I am trying to understand ring of fractions and I have this question:
From ring $\Bbb Z/9\Bbb Z$ determine the different rings of fractions that can be obtained according to the choice of $D$.
Dummit 7.5: Theorem 15. Let $R$ be a commutative ring. Let $D$ be any nonempty subset of $R$ that does not contain $0$, does not contain any zero divisors and is closed under multiplication. Then there is a commutative ring $Q$ with $1$ such that $Q$ contains $R$ as a subring and every element of $D$ is a unit in $Q$. (The ring $Q$ is called the ring of fractions of $D$ with respect to $R$ and is denoted $D^{-1}R$.)
So, the first thing I did was to find the subset $D$. I consider there are four subsets with this characteristics: $D_1 =$ {1}, $D_2 =$ {1, 8}, $D_3 =$ {1, 4, 7}, $D_4 =$ {1, 2, 4, 5, 7, 8}.
Then, I wrote the elements of $D_1^{-1}R$, nine elements, so I claim is isomorphic to $\Bbb Z/9\Bbb Z$. The same way, $D_2^{-1}R$, nine different elements again and this ring would be isomorphic to $\Bbb Z/9\Bbb Z$.
I am not quite sure of my procedure, feels like I'm doing something wrong.
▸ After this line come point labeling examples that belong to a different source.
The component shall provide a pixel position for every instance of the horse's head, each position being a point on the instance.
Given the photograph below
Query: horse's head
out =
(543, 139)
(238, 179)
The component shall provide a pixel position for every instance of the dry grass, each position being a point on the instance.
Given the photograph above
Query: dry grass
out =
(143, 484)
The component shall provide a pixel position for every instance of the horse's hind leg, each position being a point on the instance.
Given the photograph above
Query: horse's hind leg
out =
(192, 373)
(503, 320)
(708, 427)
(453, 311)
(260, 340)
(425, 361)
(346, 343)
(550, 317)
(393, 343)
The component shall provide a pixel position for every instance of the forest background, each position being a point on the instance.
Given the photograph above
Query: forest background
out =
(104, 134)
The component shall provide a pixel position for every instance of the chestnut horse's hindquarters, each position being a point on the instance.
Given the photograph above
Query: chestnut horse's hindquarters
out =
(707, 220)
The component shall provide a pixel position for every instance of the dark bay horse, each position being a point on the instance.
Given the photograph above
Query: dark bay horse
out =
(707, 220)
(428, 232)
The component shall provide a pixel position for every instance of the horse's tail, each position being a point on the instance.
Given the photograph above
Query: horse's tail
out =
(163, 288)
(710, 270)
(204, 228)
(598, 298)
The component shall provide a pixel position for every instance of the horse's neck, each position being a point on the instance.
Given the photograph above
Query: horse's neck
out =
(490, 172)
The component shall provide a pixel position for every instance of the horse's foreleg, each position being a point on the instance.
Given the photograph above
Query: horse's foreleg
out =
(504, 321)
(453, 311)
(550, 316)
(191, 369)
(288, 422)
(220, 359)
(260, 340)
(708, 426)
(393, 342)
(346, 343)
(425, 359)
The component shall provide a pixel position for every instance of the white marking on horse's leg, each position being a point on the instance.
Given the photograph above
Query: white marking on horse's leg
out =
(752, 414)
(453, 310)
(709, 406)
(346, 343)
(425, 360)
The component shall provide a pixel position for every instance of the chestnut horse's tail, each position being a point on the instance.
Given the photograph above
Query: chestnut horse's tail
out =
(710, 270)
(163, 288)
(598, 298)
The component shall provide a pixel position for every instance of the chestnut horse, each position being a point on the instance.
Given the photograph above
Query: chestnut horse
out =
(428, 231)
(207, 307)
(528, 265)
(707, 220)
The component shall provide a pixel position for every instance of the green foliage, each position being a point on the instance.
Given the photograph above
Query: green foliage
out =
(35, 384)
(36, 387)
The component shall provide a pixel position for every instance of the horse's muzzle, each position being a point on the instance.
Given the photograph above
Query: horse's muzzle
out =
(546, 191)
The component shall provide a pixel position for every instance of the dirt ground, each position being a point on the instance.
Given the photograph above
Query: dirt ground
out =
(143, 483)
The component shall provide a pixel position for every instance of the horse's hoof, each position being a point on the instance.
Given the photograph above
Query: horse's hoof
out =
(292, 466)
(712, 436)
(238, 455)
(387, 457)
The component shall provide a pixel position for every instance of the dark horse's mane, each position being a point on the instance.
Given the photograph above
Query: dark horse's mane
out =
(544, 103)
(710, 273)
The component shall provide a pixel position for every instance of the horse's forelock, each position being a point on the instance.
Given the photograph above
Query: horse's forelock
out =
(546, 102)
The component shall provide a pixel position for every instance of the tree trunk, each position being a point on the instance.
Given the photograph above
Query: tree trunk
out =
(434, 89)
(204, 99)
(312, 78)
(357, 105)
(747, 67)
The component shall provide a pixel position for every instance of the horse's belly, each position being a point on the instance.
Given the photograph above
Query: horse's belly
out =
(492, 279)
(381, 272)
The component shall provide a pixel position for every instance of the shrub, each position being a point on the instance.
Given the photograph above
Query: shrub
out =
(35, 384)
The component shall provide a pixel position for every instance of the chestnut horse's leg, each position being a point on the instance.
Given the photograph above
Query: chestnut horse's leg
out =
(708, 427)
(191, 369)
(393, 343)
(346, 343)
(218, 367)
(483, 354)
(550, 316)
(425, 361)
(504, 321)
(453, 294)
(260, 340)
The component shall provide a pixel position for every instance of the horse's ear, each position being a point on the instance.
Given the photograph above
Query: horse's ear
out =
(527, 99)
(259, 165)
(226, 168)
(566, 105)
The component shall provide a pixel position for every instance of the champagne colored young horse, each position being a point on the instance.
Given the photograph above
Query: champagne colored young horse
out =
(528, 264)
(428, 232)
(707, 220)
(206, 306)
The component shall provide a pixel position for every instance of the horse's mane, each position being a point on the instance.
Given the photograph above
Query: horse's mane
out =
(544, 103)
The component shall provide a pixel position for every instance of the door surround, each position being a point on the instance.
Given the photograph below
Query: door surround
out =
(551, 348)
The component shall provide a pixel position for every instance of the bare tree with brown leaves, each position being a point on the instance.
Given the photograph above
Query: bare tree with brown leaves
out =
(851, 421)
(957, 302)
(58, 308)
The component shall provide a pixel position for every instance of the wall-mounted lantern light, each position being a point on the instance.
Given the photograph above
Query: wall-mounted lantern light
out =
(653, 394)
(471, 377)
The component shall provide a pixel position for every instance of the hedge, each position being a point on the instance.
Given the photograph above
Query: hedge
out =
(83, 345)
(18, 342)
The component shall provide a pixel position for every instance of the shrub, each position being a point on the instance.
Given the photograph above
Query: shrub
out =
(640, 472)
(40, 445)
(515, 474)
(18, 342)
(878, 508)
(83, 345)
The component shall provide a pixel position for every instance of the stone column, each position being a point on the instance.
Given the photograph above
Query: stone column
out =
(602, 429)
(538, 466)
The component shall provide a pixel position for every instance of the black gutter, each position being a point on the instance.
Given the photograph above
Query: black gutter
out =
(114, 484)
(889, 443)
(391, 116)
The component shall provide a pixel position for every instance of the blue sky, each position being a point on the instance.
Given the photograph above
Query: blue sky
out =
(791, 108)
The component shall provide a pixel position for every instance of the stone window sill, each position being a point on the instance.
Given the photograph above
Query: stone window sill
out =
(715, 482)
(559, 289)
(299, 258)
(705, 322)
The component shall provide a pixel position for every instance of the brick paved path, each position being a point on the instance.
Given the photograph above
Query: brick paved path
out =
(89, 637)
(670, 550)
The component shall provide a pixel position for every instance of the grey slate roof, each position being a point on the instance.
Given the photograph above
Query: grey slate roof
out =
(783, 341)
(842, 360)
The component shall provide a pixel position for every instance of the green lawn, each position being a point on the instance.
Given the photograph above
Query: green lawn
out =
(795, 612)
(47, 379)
I would really appreciate your help to guide me on the right way, or any advice to find those different ring of fractions.
Best Answer
To form the ring of fractions of a commutative ring, you use its set of regular elements $S$.
We always have the image of $R$ in $RS^{-1}$, the elements of the form $r/1$.
For each unit $u\in R\subseteq S$, consider an element like $r/u\in RS^{-1}$. Using definitions it's easy to verify that $r/u= ru^{-1}/1$, and since $ru^{-1}\in R$ we see that every fraction of the form $r/u$ is nothing new, it's just something in (the image of) $R$.
So for a commutative ring whose regular elements are exactly the units, localization doesn't produce anything new.
This includes not only rings like $\mathbb Z/n\mathbb Z$ with $n>1$, but also every commutative Artinian ring, and also some broader classes are included.